Continuing the Fight
When David Trask retired in 1981, the board picked Russell Okata to fill the executive director’s chair. Under Okata’s stewardship, the union established a strong financial foundation, built new union offices on the neighbor islands, expanded member benefits and services, improved communications, and increased its standing and influence in the community.
Union solidarity was never more evident than in April 1994, when 16,000 striking members of Units 3, 4 and 13 either shut down or drastically reduced government services throughout Hawaii for 12 days. It was the first and only strike in HGEA’s history.
In 1995, HGEA supported legislation that ended its right to strike. In its place, HGEA gained final and binding arbitration, which settles collective bargaining disputes without disrupting public services.

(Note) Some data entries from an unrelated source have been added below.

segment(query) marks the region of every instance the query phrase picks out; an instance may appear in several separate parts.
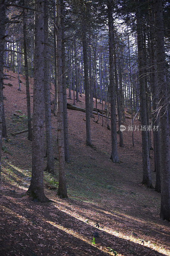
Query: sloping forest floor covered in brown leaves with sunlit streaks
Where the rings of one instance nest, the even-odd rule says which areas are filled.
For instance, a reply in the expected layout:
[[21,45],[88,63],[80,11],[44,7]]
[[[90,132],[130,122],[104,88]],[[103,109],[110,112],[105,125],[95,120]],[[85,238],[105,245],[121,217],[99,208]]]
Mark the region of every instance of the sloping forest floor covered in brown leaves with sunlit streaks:
[[[16,73],[11,74],[17,77]],[[101,116],[98,124],[91,121],[92,143],[96,146],[92,149],[85,145],[85,113],[68,109],[69,199],[60,199],[56,190],[47,188],[45,194],[52,200],[50,203],[42,204],[24,196],[31,178],[32,143],[27,140],[27,133],[11,135],[27,128],[25,79],[20,76],[20,80],[21,91],[17,90],[16,78],[6,80],[6,84],[13,86],[5,85],[4,89],[8,137],[3,139],[0,255],[170,255],[170,224],[159,219],[160,194],[141,185],[140,131],[134,132],[134,148],[131,132],[128,129],[123,132],[125,147],[120,148],[118,144],[120,163],[112,163],[111,134],[105,119],[103,126]],[[51,92],[54,93],[53,85]],[[33,96],[32,78],[30,94]],[[53,94],[51,99],[54,100]],[[79,99],[76,106],[85,107],[85,95]],[[101,109],[101,104],[98,108]],[[56,117],[53,114],[51,117],[54,156],[57,157]],[[131,119],[126,119],[126,123],[130,125]],[[137,118],[134,125],[140,125]],[[119,141],[119,135],[117,139]],[[154,185],[153,150],[150,161]],[[57,160],[55,170],[58,173]],[[58,177],[44,172],[44,180],[57,187]],[[99,237],[92,244],[94,232],[98,232]]]

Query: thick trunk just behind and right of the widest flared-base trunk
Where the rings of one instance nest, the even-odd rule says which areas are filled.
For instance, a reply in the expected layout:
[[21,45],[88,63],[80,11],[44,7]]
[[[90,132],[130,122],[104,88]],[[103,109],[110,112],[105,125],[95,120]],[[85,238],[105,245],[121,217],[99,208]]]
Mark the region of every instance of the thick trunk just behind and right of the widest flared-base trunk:
[[46,148],[47,148],[47,168],[46,168],[46,170],[49,173],[55,174],[53,145],[52,145],[52,128],[51,128],[47,0],[44,0],[44,56],[46,56],[46,58],[44,58],[44,100],[45,100],[44,110],[45,110]]

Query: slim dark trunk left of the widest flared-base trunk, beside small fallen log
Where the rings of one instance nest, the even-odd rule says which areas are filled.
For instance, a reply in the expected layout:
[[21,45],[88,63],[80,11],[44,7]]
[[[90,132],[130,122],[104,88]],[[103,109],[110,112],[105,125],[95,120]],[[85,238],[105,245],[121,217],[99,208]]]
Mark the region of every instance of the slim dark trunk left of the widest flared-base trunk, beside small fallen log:
[[[23,1],[23,5],[25,5],[25,1]],[[26,11],[25,11],[25,9],[23,9],[23,37],[24,37],[24,69],[25,69],[25,78],[26,78],[28,140],[32,140],[30,89],[29,89],[29,77],[28,77],[27,42],[26,42]]]

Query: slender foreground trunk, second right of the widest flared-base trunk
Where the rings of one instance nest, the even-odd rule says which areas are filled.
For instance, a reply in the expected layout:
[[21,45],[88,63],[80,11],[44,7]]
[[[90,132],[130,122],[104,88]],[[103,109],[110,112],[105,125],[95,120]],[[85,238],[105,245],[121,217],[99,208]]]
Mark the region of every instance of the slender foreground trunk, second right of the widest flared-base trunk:
[[62,84],[62,27],[60,0],[56,1],[56,56],[57,56],[57,131],[59,151],[59,180],[57,195],[67,198],[64,156],[63,84]]

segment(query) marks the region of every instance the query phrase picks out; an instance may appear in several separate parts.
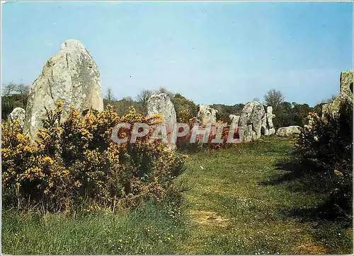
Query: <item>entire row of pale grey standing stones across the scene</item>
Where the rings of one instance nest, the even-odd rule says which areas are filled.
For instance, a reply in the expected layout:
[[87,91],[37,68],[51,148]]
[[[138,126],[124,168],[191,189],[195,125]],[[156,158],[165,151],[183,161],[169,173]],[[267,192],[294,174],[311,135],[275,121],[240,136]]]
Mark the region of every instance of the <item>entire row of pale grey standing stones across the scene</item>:
[[[350,87],[351,86],[351,87]],[[91,54],[78,40],[65,41],[59,53],[47,60],[42,73],[30,88],[26,110],[16,107],[10,114],[11,120],[19,120],[23,132],[35,140],[36,132],[42,128],[45,108],[53,109],[57,100],[63,101],[62,117],[69,115],[71,107],[79,112],[103,110],[102,86],[98,66]],[[323,106],[324,113],[338,112],[341,102],[353,104],[353,71],[341,73],[341,93],[333,103]],[[88,111],[86,111],[88,110]],[[148,101],[148,115],[161,114],[168,127],[176,123],[176,111],[168,95],[154,94]],[[200,105],[198,122],[215,125],[217,110],[209,105]],[[230,115],[230,123],[237,125],[241,141],[256,141],[261,135],[275,134],[273,107],[256,101],[246,103],[241,115]],[[300,132],[299,126],[280,127],[276,134],[292,136]],[[171,128],[170,128],[171,129]],[[174,145],[170,146],[175,149]]]

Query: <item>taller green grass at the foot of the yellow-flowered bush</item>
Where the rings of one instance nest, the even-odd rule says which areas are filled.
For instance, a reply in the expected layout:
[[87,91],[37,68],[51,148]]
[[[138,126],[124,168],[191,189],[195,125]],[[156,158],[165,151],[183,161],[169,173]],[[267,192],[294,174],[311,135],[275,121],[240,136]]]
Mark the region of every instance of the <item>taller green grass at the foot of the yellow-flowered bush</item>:
[[129,213],[3,213],[2,246],[6,254],[173,254],[181,247],[185,216],[171,200],[148,202]]

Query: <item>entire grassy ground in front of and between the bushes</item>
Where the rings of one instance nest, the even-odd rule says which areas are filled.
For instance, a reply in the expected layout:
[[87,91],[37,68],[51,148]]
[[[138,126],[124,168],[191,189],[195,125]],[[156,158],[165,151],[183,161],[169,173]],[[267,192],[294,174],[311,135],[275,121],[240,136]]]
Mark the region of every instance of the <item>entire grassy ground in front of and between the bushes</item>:
[[326,197],[293,175],[289,140],[193,153],[182,199],[127,213],[3,211],[5,254],[350,254],[351,222],[314,214]]

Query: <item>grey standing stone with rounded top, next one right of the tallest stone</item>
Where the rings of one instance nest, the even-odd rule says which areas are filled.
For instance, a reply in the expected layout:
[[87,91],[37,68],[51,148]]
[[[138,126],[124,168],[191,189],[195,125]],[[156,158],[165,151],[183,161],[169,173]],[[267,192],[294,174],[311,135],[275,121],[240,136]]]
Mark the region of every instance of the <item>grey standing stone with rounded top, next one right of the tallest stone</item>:
[[[171,99],[166,93],[153,94],[147,100],[147,115],[161,114],[161,120],[166,125],[167,134],[173,131],[173,127],[177,122],[176,110],[173,106]],[[169,136],[166,141],[169,141]],[[176,149],[176,141],[169,141],[169,150]]]

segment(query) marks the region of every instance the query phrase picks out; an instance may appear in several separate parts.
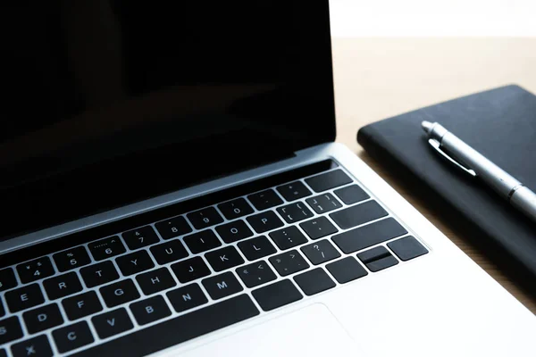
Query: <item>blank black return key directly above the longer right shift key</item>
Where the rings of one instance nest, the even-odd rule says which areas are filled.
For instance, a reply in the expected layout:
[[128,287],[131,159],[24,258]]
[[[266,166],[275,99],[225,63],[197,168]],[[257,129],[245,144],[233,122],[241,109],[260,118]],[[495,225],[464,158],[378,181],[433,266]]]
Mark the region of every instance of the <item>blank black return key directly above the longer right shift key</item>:
[[368,201],[330,214],[331,220],[342,229],[354,228],[371,220],[387,216],[380,204]]

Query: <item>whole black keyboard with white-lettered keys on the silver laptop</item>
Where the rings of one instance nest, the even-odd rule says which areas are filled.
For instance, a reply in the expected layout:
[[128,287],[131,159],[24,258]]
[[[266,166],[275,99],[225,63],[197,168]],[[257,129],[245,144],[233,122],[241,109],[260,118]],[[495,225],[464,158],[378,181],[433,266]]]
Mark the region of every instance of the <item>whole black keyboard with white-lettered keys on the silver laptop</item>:
[[293,172],[4,266],[0,357],[146,355],[428,253],[335,162]]

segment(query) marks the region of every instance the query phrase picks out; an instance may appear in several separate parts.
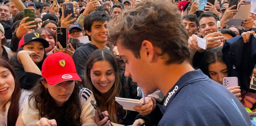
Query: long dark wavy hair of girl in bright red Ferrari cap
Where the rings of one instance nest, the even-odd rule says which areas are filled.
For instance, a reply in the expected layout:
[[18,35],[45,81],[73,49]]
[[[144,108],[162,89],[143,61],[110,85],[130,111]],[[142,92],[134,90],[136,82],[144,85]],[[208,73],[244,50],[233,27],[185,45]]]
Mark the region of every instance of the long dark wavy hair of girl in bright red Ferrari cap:
[[[32,88],[32,95],[29,97],[30,100],[34,100],[34,107],[39,110],[39,117],[47,117],[48,119],[55,119],[57,125],[59,126],[61,121],[61,109],[57,107],[56,102],[50,95],[48,89],[45,89],[42,81],[46,79],[41,78]],[[65,121],[67,126],[81,126],[80,114],[81,114],[81,105],[78,97],[79,93],[79,84],[75,83],[74,91],[72,92],[69,99],[63,104],[65,113]],[[31,106],[30,106],[31,107]],[[32,108],[32,107],[31,107]]]

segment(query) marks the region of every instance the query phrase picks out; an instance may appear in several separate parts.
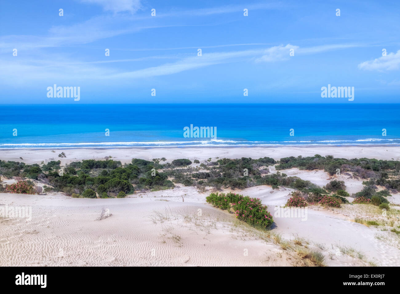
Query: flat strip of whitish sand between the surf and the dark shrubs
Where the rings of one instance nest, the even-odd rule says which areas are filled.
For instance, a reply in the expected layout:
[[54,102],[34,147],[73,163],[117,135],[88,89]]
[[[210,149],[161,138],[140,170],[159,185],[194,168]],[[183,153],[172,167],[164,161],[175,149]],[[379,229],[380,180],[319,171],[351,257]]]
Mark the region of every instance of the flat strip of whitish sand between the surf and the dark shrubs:
[[[104,156],[112,156],[114,160],[121,160],[122,163],[131,162],[132,158],[141,158],[151,160],[152,158],[165,157],[168,161],[176,158],[189,158],[190,160],[206,160],[212,158],[260,158],[270,157],[278,160],[288,156],[322,156],[333,155],[335,158],[376,158],[376,159],[394,159],[400,160],[399,147],[387,146],[315,146],[315,147],[226,147],[226,148],[76,148],[76,149],[18,149],[18,150],[0,150],[0,159],[22,161],[26,164],[38,163],[52,160],[61,160],[62,164],[82,160],[82,159],[103,159]],[[58,154],[64,152],[66,158],[59,158]],[[23,160],[20,157],[24,158]]]

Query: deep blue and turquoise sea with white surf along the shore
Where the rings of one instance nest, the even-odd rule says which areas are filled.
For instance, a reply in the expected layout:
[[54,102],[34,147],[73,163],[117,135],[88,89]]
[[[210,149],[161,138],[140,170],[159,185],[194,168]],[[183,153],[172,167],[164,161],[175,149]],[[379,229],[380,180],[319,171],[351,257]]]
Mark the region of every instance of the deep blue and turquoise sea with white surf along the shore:
[[[0,148],[400,144],[400,104],[76,103],[0,110]],[[191,124],[216,127],[216,139],[184,138]]]

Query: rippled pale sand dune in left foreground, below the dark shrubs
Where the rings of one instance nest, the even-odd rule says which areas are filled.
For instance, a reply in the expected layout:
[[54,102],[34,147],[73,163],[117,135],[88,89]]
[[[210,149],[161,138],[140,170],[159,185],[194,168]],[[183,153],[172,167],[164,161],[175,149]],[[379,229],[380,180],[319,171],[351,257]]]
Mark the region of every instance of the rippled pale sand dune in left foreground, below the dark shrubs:
[[[2,204],[33,206],[30,222],[0,220],[1,266],[301,264],[300,258],[279,246],[235,227],[232,214],[208,204],[150,198],[72,199],[59,194],[0,195]],[[112,215],[96,220],[103,206]]]

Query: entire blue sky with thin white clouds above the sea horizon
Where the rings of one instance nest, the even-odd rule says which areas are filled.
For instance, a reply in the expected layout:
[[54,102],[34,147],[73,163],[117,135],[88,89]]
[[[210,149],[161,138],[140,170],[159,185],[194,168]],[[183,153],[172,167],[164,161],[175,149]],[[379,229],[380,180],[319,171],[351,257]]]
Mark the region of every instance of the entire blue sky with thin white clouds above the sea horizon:
[[[2,1],[0,103],[397,103],[399,15],[399,1]],[[53,84],[80,101],[48,98]],[[354,101],[321,98],[328,84]]]

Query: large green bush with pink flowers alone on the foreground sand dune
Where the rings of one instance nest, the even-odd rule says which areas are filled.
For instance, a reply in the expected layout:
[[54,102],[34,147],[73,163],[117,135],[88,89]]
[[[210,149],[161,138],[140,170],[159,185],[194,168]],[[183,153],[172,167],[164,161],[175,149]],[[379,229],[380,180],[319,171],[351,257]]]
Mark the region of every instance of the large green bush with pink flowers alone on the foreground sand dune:
[[244,197],[234,193],[211,193],[206,201],[221,209],[235,210],[236,218],[254,227],[268,228],[274,220],[267,210],[267,206],[261,204],[260,198]]

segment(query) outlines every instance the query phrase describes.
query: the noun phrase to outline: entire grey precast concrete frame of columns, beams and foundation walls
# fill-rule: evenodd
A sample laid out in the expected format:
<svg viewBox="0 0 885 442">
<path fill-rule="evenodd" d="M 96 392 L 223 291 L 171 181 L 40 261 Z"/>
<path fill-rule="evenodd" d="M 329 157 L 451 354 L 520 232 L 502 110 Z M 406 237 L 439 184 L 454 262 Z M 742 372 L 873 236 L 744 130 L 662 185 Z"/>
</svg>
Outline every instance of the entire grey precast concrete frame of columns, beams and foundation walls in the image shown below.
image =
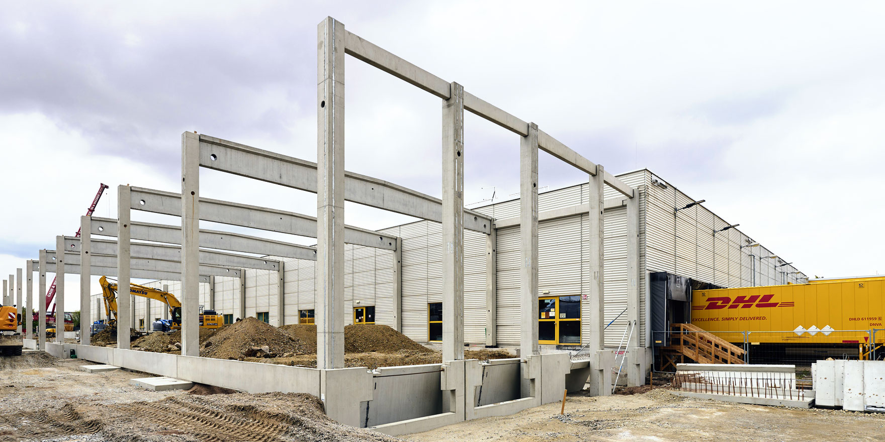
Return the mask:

Also in 1995, HGEA became the first union in Hawaii to offer its own Internet service as an exclusive benefit for its members. The union saw the Internet as a means to improve communication with the membership and public. In 1999, HGEA took another step forward by hosting its own weekly radio show, “Voice of Labor.” Until its end in 2007, the program was an opportunity for HGEA to feature labor leaders and issues affecting unions.
A New Era
Russell Okata retired on Dec. 31, 2007, after a 38-year career with HGEA. He served as executive director since 1981.
Randy Perreira, who had been HGEA’s deputy executive director, became HGEA’s fifth executive director on Jan. 1, 2008.
Perreira, whose HGEA career spans more than two decades, has been involved with key responsibilities that prepared him to lead the organization. He started with the union in 1983, and was a union agent for two years. He left Hawaii and lived on the mainland for a brief period, and returned to HGEA as a union agent in 1986. Perreira was promoted to field services officer in 1990, and became the union’s deputy executive director in 1999.
The 21st century offers new challenges for HGEA, its leaders and members. While technology has changed the way the union does business and advanced its ability to respond to each challenge, HGEA’s heart has not changed. As long as public workers need protection from employers and lawmakers who would limit their rights and benefits, HGEA will be around to provide it.